Finding space in c-store coolers are anti-energy drinks. According a 2010 study by Mintel polling functional beverage consumers’ attitudes toward relaxation beverages about 40-50% of respondents said they are looking for some kind of relaxation option. But Goel Lal noted it is unclear if relaxation beverage interest is affecting energy drinks. “Their sales are still very small and few brands offer a functional benefit,” she said.
EZ Energy offers relaxation shots at a few of its locations and plans to add AriZona’s Rescue Water in its upcoming beverage sets, which has a variety called Relax. Davis noted it is too early to tell whether relaxation drinks are getting customers’ attention.
TravelCenters’ Matthews has been following the trend, but has not yet ventured into the relaxation arena. “There is a lot of push on it now, but I’m not sure if it fits our customer base,” he said. “We’re the travel public, so I’m not sure (highway drivers) are looking for relaxation drinks.”
Having just completed the ampm resets for the summer, EZ Energy included a new caffeinated water brand called Avitae, which Davis hopes will further attract customers looking for a jolt without the calories and sugar. For customers demanding an all-natural boost the company added the holistic beverage Adina, which offers consumers power through herbal and superfruit ingredients.
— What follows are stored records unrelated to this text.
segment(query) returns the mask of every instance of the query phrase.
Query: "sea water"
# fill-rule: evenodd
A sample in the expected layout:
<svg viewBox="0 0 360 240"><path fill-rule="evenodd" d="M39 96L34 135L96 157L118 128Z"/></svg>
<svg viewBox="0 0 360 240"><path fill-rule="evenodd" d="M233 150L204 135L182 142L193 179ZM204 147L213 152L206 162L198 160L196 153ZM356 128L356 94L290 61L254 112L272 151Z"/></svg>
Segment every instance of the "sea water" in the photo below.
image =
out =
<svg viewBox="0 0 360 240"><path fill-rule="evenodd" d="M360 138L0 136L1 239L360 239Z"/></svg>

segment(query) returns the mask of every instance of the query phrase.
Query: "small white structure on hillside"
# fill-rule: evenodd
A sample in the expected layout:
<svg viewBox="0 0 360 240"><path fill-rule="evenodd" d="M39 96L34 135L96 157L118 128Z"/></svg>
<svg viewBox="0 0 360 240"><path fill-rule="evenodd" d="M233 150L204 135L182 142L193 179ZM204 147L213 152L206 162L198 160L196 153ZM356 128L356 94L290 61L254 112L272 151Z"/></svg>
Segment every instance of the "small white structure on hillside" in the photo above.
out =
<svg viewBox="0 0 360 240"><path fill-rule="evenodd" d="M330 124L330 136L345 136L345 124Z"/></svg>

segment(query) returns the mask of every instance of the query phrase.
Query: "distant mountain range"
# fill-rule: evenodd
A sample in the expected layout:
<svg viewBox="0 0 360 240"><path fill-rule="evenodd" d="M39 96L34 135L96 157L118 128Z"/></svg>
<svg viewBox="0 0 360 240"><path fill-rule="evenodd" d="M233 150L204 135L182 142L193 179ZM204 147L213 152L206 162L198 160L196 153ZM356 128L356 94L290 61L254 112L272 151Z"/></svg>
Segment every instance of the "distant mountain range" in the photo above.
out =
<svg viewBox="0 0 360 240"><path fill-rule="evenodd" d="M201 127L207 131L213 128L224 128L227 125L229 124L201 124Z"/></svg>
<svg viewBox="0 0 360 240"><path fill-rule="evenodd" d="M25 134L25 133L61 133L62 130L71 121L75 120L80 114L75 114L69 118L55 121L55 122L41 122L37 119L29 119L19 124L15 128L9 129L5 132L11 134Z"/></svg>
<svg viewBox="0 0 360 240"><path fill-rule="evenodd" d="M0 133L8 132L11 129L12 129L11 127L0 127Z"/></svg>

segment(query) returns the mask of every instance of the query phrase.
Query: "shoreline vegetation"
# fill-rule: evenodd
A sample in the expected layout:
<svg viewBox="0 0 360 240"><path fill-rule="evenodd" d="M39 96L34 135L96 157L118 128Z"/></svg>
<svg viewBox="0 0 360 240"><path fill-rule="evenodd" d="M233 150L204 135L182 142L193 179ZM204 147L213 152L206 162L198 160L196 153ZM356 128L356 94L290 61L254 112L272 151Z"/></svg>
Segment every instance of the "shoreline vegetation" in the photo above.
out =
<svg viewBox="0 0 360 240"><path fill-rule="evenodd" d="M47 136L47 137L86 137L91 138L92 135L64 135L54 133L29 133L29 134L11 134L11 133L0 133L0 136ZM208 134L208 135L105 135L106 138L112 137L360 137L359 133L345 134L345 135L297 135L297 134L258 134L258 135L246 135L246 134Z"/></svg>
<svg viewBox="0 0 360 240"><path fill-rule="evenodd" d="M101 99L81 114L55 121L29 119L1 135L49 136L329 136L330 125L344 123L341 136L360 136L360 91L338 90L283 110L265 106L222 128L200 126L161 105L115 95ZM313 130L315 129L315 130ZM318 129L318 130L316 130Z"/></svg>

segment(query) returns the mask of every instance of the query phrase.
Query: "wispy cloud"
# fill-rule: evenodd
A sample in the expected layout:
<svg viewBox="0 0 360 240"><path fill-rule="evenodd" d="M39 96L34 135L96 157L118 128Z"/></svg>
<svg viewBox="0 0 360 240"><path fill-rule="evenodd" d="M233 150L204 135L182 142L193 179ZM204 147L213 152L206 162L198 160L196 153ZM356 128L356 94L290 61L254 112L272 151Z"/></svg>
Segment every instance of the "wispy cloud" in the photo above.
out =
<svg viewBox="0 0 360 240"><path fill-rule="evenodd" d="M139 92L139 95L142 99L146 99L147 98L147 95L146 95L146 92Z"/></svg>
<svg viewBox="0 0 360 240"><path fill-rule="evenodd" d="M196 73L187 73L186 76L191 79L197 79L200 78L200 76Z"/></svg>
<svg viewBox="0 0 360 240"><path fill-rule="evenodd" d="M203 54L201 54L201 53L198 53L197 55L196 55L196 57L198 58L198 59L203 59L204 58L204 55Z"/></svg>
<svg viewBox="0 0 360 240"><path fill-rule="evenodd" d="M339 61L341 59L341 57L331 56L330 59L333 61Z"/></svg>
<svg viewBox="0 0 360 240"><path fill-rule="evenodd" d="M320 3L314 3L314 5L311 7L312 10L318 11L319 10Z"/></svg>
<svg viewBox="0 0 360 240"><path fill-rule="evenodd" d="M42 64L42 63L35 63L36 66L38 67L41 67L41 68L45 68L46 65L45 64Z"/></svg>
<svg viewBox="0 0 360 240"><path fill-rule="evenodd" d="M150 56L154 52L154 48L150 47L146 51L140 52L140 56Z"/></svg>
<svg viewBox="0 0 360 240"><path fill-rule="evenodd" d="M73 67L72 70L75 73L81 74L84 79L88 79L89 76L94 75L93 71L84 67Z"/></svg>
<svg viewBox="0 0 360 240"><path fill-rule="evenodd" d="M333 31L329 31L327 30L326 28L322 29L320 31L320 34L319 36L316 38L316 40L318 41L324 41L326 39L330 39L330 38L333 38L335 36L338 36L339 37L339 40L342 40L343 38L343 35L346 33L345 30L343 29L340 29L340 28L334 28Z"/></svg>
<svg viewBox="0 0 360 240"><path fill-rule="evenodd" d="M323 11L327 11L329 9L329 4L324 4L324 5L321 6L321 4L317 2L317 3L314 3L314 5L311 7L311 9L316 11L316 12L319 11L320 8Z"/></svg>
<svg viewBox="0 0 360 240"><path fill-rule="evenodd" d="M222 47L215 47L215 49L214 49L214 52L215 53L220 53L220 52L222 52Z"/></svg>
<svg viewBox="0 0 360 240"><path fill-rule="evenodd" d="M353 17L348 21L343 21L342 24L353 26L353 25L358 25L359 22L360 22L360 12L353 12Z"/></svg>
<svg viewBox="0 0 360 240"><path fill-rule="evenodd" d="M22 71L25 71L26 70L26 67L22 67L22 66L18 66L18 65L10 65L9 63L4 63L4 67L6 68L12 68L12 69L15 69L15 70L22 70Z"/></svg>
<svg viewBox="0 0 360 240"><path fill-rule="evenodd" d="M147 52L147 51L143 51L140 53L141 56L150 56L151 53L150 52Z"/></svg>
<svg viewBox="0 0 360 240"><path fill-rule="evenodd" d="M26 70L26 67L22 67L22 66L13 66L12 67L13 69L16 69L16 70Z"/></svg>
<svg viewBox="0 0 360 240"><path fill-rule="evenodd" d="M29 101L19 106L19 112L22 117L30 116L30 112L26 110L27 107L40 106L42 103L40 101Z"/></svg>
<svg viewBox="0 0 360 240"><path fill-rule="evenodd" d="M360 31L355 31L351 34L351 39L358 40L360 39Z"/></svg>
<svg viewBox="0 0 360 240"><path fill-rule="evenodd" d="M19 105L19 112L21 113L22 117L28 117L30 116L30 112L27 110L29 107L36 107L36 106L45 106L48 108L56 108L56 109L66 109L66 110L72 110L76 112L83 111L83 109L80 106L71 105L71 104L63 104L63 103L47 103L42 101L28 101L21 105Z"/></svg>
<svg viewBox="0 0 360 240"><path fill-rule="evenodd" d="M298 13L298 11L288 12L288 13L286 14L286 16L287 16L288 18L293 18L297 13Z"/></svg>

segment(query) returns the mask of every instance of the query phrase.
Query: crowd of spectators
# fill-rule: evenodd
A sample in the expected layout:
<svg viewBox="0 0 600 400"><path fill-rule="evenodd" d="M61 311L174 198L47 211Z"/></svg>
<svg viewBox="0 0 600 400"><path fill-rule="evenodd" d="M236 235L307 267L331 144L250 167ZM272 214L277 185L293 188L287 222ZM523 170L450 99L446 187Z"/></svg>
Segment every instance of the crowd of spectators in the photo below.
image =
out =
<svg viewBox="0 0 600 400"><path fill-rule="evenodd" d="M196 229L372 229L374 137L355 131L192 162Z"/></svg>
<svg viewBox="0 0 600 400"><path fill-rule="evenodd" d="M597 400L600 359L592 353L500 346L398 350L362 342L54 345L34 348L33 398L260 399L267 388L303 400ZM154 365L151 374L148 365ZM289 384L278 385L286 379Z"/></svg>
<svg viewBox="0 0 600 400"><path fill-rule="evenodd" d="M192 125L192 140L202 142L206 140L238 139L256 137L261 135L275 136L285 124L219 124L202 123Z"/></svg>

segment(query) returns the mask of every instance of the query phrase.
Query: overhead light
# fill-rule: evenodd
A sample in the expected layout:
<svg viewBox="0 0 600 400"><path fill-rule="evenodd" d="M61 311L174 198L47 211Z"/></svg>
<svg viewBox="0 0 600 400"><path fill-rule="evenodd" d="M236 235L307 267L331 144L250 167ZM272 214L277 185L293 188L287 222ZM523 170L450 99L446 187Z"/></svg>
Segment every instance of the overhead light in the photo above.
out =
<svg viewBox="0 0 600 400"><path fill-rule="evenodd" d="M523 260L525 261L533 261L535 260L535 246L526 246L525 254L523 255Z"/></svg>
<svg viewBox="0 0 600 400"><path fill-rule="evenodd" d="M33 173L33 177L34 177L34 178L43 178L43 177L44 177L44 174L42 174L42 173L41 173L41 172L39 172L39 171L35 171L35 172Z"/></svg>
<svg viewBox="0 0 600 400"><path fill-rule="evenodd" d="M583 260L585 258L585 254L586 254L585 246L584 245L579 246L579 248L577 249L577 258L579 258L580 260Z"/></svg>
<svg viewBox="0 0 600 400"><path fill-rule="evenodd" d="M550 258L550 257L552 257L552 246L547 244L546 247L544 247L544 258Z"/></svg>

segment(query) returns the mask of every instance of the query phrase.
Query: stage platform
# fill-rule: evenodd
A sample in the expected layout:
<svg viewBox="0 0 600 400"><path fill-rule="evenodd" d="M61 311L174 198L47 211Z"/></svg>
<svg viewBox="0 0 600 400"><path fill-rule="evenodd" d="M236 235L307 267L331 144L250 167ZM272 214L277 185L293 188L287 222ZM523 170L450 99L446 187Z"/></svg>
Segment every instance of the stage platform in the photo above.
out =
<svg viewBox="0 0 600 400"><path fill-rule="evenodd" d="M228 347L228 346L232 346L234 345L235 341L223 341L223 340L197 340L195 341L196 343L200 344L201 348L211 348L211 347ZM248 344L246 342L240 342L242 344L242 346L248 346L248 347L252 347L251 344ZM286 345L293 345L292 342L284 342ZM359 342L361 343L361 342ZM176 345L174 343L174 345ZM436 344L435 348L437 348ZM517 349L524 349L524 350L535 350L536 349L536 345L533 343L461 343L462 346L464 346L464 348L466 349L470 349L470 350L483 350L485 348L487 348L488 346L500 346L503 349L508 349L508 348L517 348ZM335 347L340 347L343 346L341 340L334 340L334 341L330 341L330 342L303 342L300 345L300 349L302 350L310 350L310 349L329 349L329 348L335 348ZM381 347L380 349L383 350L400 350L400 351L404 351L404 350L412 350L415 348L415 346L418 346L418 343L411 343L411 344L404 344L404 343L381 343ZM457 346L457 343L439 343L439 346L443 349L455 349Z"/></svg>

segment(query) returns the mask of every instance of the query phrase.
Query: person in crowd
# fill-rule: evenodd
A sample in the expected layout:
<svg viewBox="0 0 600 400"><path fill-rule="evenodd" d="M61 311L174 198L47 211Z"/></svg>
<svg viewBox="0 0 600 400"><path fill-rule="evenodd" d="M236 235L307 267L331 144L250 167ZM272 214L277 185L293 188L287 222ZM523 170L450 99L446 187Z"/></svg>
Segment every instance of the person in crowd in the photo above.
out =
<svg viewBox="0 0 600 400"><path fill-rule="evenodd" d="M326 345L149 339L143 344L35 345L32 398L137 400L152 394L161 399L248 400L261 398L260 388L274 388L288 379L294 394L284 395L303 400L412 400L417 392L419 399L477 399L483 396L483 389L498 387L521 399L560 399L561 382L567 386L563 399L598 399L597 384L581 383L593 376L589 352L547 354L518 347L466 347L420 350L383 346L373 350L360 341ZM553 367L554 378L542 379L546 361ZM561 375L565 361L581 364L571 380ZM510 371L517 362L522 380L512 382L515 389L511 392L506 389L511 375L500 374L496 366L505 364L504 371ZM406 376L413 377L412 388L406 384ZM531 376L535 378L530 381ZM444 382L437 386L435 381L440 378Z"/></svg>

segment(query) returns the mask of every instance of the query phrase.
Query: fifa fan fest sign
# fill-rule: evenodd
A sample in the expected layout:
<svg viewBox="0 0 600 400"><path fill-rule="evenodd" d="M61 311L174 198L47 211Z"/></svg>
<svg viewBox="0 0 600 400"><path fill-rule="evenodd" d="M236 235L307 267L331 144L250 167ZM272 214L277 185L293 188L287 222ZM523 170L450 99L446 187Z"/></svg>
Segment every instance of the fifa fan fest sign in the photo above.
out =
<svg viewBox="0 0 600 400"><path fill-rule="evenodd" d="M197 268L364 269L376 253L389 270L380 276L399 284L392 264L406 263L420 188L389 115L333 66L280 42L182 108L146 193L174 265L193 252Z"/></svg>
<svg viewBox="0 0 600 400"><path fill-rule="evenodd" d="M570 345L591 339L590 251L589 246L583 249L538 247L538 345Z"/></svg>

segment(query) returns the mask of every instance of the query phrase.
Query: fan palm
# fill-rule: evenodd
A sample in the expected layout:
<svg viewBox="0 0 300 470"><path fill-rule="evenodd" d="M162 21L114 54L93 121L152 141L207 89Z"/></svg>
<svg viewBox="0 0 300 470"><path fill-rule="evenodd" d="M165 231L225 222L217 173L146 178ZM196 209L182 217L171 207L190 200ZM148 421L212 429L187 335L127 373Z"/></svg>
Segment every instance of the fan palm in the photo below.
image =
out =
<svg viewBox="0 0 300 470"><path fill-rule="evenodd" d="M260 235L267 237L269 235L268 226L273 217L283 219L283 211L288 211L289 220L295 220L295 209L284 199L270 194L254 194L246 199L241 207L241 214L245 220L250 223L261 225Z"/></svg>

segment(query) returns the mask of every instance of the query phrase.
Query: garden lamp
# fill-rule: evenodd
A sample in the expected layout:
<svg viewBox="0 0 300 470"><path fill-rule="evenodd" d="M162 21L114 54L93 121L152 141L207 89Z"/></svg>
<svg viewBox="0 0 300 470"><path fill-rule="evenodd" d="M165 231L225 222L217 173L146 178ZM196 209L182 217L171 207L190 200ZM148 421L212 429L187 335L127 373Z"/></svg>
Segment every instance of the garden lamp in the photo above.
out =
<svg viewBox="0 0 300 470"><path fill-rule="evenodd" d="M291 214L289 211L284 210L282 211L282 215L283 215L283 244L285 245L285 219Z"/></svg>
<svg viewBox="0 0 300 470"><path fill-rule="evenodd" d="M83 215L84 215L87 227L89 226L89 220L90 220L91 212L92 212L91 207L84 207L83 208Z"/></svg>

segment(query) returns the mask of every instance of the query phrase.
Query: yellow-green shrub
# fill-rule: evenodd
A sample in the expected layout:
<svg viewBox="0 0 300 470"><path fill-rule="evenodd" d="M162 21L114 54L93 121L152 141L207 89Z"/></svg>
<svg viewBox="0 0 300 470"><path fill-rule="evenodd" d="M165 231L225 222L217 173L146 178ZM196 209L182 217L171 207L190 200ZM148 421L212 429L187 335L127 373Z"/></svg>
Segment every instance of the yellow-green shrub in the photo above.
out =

To get customers to sample the new selections, the chain offers coupons, including two-fer promotions. “We are doing a two-fer promotion where you can get two 8.3-ounce Red Bulls for $3, and for the Avitae we offer 50-cent off coupons,” Davis said.
Some people argue energy drinks are really the new soft drinks for a new generation so there is no reason why they can’t expand into all kinds of other directions just like soft drinks have different favors and caffeine profiles, said Gerry Khermouch, editor of Beverage Business Insights. The difference, he noted, is the energy category welcomes such experimentation more so than the cola sector where the majority of new variations tend to fizzle.
By contrast, when Monster branched off with its Java Monster, it created a $100 million sub category, prompting Pepsi and Starbucks to compete with Double Shot, which is pulling in strong sales, according to Mintel.
“A lot of people have been trying to write the obituary of energy drinks, and I think that’s anything but the truth. Despite the recession the category pretty much held its own—you can’t say that for any other beverage category except maybe iced tea, which to me proves it’s a very durable category with a lot of life left in it, Khermouch concluded.